Monday, June 14, 2010

A contrast

Bailout nation continues apace, with rescues of Freddie and Fannie set to cost up to $1 trillion:
The cost of fixing Fannie Mae and Freddie Mac, the mortgage companies that last year bought or guaranteed three-quarters of all U.S. home loans, will be at least $160 billion and could grow to as much as $1 trillion after the biggest bailout in American history.

Fannie and Freddie, now 80 percent owned by U.S. taxpayers, already have drawn $145 billion from an unlimited line of government credit granted to ensure that home buyers can get loans while the private housing-finance industry is moribund.

That surpasses the amount spent on rescues of American International Group Inc., General Motors Co. or Citigroup Inc., which have begun repaying their debts. “It is the mother of all bailouts,” said Edward Pinto, a former chief credit officer at Fannie Mae, who is now a consultant to the mortgage-finance industry.
And the Obama administration is also pushing a bailout for state and local governments:
President Obama urged reluctant lawmakers Saturday to quickly approve nearly $50 billion in emergency aid to state and local governments, saying the money is needed to avoid "massive layoffs of teachers, police and firefighters" and to support the still-fragile economic recovery.

In a letter to congressional leaders, Obama defended last year's huge economic stimulus package, saying it helped break the economy's free fall, but argued that more spending is urgent and unavoidable. "We must take these emergency measures," he wrote in an appeal aimed primarily at members of his own party.
There is simply nothing that will convince the administration that government spending is not part of the solution in promoting economic recovery, and may even have the opposite effect. It's faith-based economics.

What we need to do is borrow a page from Slovakia's incoming government:
A group of right-leaning political parties dedicated to shrinking state spending looked set to form the Slovak Republic's next government after weekend elections, easing fears of deficit trouble in the euro zone's poorest country.

Four relatively conservative parties, led by the Slovak Democratic Christian Union, together won 44.1% of the vote, enough to take 79 seats in the 150-member parliament.
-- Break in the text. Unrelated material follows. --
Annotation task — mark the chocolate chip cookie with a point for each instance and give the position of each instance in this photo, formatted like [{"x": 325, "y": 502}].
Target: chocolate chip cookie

That would put power in Bratislava, the capital, back in the hands of politicians who led a major privatization push and restructured welfare and pension programs in Slovakia from 1998 to 2006.
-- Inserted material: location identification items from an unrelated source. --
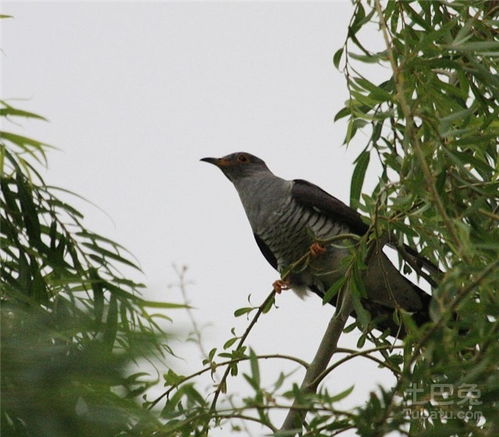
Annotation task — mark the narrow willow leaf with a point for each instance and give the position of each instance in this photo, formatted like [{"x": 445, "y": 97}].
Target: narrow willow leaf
[
  {"x": 337, "y": 57},
  {"x": 359, "y": 173}
]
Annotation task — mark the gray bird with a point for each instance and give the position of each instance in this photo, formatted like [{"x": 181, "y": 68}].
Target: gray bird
[{"x": 289, "y": 217}]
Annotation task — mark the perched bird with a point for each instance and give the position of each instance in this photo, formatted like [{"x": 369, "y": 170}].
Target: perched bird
[{"x": 289, "y": 217}]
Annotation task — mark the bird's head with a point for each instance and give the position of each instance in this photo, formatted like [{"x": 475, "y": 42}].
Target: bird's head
[{"x": 238, "y": 165}]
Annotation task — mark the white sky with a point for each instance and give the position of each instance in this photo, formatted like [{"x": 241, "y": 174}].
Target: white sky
[{"x": 136, "y": 93}]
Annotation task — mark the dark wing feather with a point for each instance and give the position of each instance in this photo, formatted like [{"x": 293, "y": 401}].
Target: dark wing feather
[
  {"x": 267, "y": 253},
  {"x": 311, "y": 196}
]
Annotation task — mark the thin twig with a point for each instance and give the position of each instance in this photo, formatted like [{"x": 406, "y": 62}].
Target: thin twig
[
  {"x": 327, "y": 348},
  {"x": 225, "y": 363}
]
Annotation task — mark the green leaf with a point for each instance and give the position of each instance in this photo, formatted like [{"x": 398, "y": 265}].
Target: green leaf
[
  {"x": 359, "y": 173},
  {"x": 240, "y": 311},
  {"x": 337, "y": 57},
  {"x": 255, "y": 369},
  {"x": 230, "y": 342},
  {"x": 341, "y": 395}
]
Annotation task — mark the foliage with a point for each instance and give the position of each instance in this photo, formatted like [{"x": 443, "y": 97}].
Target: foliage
[
  {"x": 71, "y": 323},
  {"x": 432, "y": 124}
]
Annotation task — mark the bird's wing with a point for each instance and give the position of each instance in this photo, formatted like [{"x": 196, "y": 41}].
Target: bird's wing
[
  {"x": 313, "y": 197},
  {"x": 267, "y": 253}
]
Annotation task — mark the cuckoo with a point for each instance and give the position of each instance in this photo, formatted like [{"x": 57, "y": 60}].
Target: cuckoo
[{"x": 288, "y": 219}]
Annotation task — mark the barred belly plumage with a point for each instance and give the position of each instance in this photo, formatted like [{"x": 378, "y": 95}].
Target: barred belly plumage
[{"x": 292, "y": 230}]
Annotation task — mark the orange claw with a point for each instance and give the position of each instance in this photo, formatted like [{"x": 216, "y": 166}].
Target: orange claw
[
  {"x": 317, "y": 249},
  {"x": 280, "y": 285}
]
And Germany, which is not under pressure from financial markets over its credit worthiness, is also looking to reduce government expenditures:
Chancellor Angela Merkel announced plans on Monday to slash German federal spending by 80 billion euros (95 million dollars) over several years, including “significant” changes to the armed forces.

Foreign Minister Guido Westerwelle, who leads the Free Democratic Party (FDP) in the coalition government, said the cuts next year alone would total 11.1 billion euros.
Given the belief among so many on the left that the U.S. should follow Europe's lead, maybe this will convince them of the need to change course? Doubtful.